Arzoo Osanloo, Rob McQueenArzoo Osanloo - Associate Professor in the Department of Anthropology and the Law, Societies and Justice Program, University of Washington.

(9.00 – 10.15 am, Fri 4 Dec, DELL Gallery S05, Lecture Theatre, Room 2.04)

Title: “Advocacy in Post–Republican Iran: Or, How Iran’s Newly Authoritarian Regime Engenders a New Politics of Rights Talk”

Abstract: In the aftermath of Iran’s June 12 elections, a seemingly relentless mobilisation of dissenters have shaped and sustained a new social and political movement that challenges the legitimacy of the current Iranian government. Members of the newly formed Green Movement for Freedom refer to the sitting Iranian government as the ‘coup d’état government’, while commentators from both inside and outside of the country increasingly refer to Iran’s government as authoritarian, dictatorial, even fascistic. The world’s press has scrupulously covered and praised the efforts of the Iranians who challenge the government’s legitimacy, calling the protestors brave and courageous.

The current Iranian government, however, is far from the only authoritarian regime in the Middle East or for that matter the world.
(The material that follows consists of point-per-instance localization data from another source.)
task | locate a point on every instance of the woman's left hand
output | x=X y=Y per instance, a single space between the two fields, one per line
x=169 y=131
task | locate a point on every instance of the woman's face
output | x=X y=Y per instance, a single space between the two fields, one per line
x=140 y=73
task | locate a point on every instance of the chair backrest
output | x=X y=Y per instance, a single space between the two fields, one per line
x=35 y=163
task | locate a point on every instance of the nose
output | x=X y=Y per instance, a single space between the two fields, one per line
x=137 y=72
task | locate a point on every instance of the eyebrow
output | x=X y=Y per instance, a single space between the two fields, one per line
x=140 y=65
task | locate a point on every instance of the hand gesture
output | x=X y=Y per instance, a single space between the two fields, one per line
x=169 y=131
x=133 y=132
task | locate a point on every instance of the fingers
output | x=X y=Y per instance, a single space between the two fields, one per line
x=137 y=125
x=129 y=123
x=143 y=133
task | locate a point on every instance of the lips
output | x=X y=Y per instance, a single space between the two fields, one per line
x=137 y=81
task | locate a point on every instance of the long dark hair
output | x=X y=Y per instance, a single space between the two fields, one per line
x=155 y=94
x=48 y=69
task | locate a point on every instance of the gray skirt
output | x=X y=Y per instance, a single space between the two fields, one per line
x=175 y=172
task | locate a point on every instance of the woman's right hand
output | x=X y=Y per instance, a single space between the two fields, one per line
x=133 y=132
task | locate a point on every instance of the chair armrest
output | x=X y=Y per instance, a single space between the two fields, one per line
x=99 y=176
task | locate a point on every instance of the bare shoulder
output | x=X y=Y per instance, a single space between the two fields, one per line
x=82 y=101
So why is it that we see this scale of dissent and protest in Iran, while not in other authoritarian countries, where we also see rigged elections, such as in Egypt? Moving beyond laudatory ascriptions of the bravery of the Iranian people, this talk will consider the institutions and subjectivities engendered through a century–long struggle for a constitutional government, resistance to imperialist intervention and most importantly, the consequences of the ‘republicanisation’ of Islamic principles in the post–revolutionary era.

This talk will tie together current calls for rights with the often overlooked aspects and effects of the Iranian government’s ‘republic’, noting that up to now, Khomeini’s vision for a so–called ‘pure’ Islamic Government has been overshadowed by the compromise formation of an Islamic Republic.
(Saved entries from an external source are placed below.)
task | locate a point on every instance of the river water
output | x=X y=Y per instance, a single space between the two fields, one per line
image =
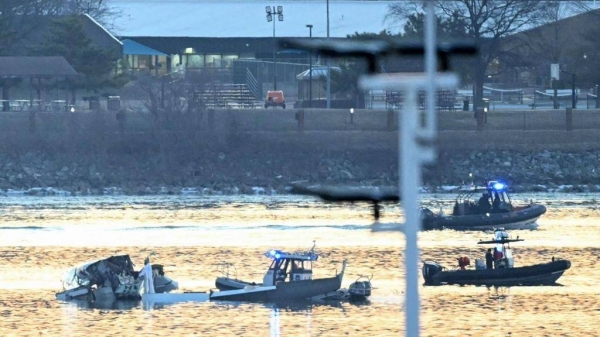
x=42 y=237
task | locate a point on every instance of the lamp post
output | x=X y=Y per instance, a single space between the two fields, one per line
x=271 y=12
x=328 y=65
x=310 y=70
x=573 y=97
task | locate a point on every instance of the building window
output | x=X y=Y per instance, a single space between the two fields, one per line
x=195 y=61
x=227 y=61
x=213 y=61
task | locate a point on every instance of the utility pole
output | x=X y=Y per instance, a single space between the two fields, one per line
x=310 y=69
x=328 y=65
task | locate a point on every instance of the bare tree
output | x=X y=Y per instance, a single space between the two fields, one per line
x=487 y=23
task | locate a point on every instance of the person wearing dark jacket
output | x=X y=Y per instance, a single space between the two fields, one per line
x=489 y=259
x=484 y=204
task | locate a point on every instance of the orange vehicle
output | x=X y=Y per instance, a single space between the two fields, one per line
x=274 y=98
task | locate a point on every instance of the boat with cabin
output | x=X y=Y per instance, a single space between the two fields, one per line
x=498 y=270
x=288 y=278
x=493 y=208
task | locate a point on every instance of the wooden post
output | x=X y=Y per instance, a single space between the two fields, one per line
x=479 y=114
x=300 y=119
x=390 y=120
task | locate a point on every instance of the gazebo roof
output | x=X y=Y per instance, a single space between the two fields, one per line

This talk will explore today’s struggles in Iran as a contest over the form of governance still taking shape in Iran today – thirty years on.

Tim CampbellTimothy Campbell - Associate Professor in the Department of Romance Studies, Cornell University, New York.

(9.00 – 10.15 am, Sat 5 Dec, DELL Gallery S05, Lecture Theatre, Room 2.04)

Title: “Liminal Personae: The Thanatopolitics of Personalisation in the Neo–Liberal Milieu”

Abstract: What is the function of the person today in a context of neo–liberal governance? In this paper I offer a provisional answer by examining how the recent, massive personalisation of life forms, be they collective or individual, is integral to the workings of neo–liberalism. After offering a symptomology of this personalising trend with dispatches from the front–lines of neo–liberalism, I turn to contemporary Italian thought, especially the work of Giorgio Agamben and Roberto Esposito, in order to link neo–liberal personalisation strategies to an intensifying thanatopolitics, that is a deathly mastery over life as Michel Foucault called it. I conclude by inquiring after possible practices of resistance, particularly through the admittedly problematic category of the impersonal.

Karen JacksonKaren Jackson - Indigenous Services Program Officer, Victoria University of Technology and David McCallum – Associate Professor of Sociology, Victoria University, Melbourne...............in conversation.

(3. 45 – 5.00 pm, Sat 5 Dec, DELL Gallery S05, Lecture Theatre, Room 2.04)

Mark Minchinton was unable to participate at Trans(l)egalité.